Archive for the ‘Performance’ Category

I measured the memory bandwidth of a server using the popular STREAM benchmark tool. Compiled the STREAM code with the working array size set to 500 MB. The number of threads accessing the memory was determined and controlled by setting the environment variable OMP_NUM_THREADS to 1, 2, 5, 10, 20, 30  and 50.

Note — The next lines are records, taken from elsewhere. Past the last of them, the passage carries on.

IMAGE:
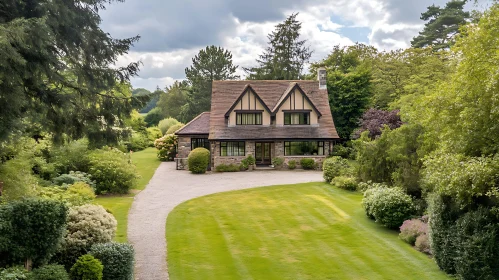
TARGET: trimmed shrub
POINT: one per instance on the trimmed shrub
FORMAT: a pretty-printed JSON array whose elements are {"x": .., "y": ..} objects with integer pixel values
[
  {"x": 277, "y": 162},
  {"x": 50, "y": 272},
  {"x": 112, "y": 170},
  {"x": 153, "y": 133},
  {"x": 344, "y": 182},
  {"x": 14, "y": 273},
  {"x": 388, "y": 206},
  {"x": 86, "y": 225},
  {"x": 423, "y": 244},
  {"x": 117, "y": 259},
  {"x": 65, "y": 180},
  {"x": 307, "y": 163},
  {"x": 33, "y": 228},
  {"x": 412, "y": 229},
  {"x": 174, "y": 128},
  {"x": 75, "y": 195},
  {"x": 166, "y": 146},
  {"x": 228, "y": 168},
  {"x": 165, "y": 124},
  {"x": 198, "y": 160},
  {"x": 334, "y": 166},
  {"x": 87, "y": 268}
]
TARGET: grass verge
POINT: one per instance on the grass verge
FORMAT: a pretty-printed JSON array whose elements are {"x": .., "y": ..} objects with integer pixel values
[
  {"x": 304, "y": 231},
  {"x": 146, "y": 162}
]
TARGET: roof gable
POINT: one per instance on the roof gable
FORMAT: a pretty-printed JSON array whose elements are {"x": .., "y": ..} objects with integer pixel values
[
  {"x": 247, "y": 90},
  {"x": 288, "y": 93}
]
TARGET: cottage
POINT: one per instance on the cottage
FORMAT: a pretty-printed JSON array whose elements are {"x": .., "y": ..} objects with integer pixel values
[{"x": 288, "y": 119}]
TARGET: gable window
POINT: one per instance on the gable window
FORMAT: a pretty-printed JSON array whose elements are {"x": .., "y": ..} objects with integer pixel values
[
  {"x": 248, "y": 118},
  {"x": 303, "y": 148},
  {"x": 200, "y": 142},
  {"x": 296, "y": 118},
  {"x": 236, "y": 149}
]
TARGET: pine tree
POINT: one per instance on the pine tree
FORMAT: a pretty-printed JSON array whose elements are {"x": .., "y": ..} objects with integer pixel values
[
  {"x": 211, "y": 63},
  {"x": 57, "y": 73},
  {"x": 442, "y": 25},
  {"x": 285, "y": 56}
]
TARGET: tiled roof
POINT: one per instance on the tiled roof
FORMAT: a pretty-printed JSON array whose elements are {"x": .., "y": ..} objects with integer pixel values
[
  {"x": 199, "y": 125},
  {"x": 226, "y": 92}
]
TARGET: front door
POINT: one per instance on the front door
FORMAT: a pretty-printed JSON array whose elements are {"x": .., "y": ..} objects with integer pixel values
[{"x": 262, "y": 153}]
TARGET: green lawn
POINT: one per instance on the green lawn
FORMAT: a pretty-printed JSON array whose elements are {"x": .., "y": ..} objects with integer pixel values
[
  {"x": 305, "y": 231},
  {"x": 147, "y": 162}
]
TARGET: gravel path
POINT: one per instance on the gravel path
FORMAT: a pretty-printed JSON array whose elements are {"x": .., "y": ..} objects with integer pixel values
[{"x": 167, "y": 189}]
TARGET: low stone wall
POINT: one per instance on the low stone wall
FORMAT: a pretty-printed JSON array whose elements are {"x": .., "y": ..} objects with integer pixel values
[{"x": 318, "y": 160}]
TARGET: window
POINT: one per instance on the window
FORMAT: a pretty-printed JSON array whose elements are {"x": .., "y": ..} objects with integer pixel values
[
  {"x": 303, "y": 148},
  {"x": 232, "y": 149},
  {"x": 200, "y": 142},
  {"x": 296, "y": 118},
  {"x": 248, "y": 118}
]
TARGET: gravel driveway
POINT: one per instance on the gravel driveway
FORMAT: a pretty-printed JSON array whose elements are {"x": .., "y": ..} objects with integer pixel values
[{"x": 168, "y": 188}]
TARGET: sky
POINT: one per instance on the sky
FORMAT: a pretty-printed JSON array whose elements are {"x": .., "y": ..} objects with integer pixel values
[{"x": 172, "y": 32}]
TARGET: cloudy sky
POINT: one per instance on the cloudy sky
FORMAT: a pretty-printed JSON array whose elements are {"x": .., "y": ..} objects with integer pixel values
[{"x": 173, "y": 31}]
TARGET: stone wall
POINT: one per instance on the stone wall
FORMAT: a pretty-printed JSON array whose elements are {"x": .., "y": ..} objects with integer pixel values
[{"x": 183, "y": 146}]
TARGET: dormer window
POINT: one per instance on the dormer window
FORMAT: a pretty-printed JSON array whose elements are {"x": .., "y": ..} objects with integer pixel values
[
  {"x": 248, "y": 118},
  {"x": 297, "y": 118}
]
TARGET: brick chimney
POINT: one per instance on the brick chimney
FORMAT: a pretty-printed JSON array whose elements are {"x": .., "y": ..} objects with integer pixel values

To compile STREAM, I used the following compile command:

gcc -m64 -mcmodel=medium -O -fopenmp stream.c \
-DSTREAM_ARRAY_SIZE=500000000 -DNTIMES=[10-1000] \
-o stream_multi_threaded_500MB_[10-1000]TIMES

# Compiled Stream packages
# stream_multi_threaded_500MB_10TIMES
# stream_multi_threaded_500MB_100TIMES
# stream_multi_threaded_500MB_1000TIMES

Above, I compiled multiple versions of STREAM so can see the effect of various iterations from 10 to 1000.  Then I created, wrapper bash script for STREAM to execute and collect its output:

#!/bin/bash
#################################################
# STREAM Harness to analyze memory bandwidth
#################################################
bench_home=/$USER/stream
out_home=$bench_home/out
bench_exec=stream_multi_threaded_500MB_1000TIMES
host=`hostname`
echo "Running Test: $bench_exec"
# Timer
elapsed() {
   (( seconds  = SECONDS ))
   "$@"
   (( seconds = SECONDS - seconds ))
   (( etime_seconds = seconds % 60 ))
   (( etime_minuts  = ( seconds - etime_seconds ) / 60 % 60 ))
   (( etime_hours   = seconds / 3600 ))
   (( verif = etime_seconds + (etime_minuts * 60) + (etime_hours * 3600) ))
   echo "Elapsed time: ${etime_hours}h ${etime_minuts}m ${etime_seconds}s"
 }
mem_stream() {
 for n in 1 2 5 10 20 30 50
  do
   export OMP_NUM_THREADS=$n
   $bench_home/$bench_exec  > $out_home/$host.memory.$n.txt
   echo "Thread $OMP_NUM_THREADS complete"
  done
}
# Main
elapsed mem_stream
exit 0

Sample result – ADD:

Hope this write-up will help you get on the right path with STREAM.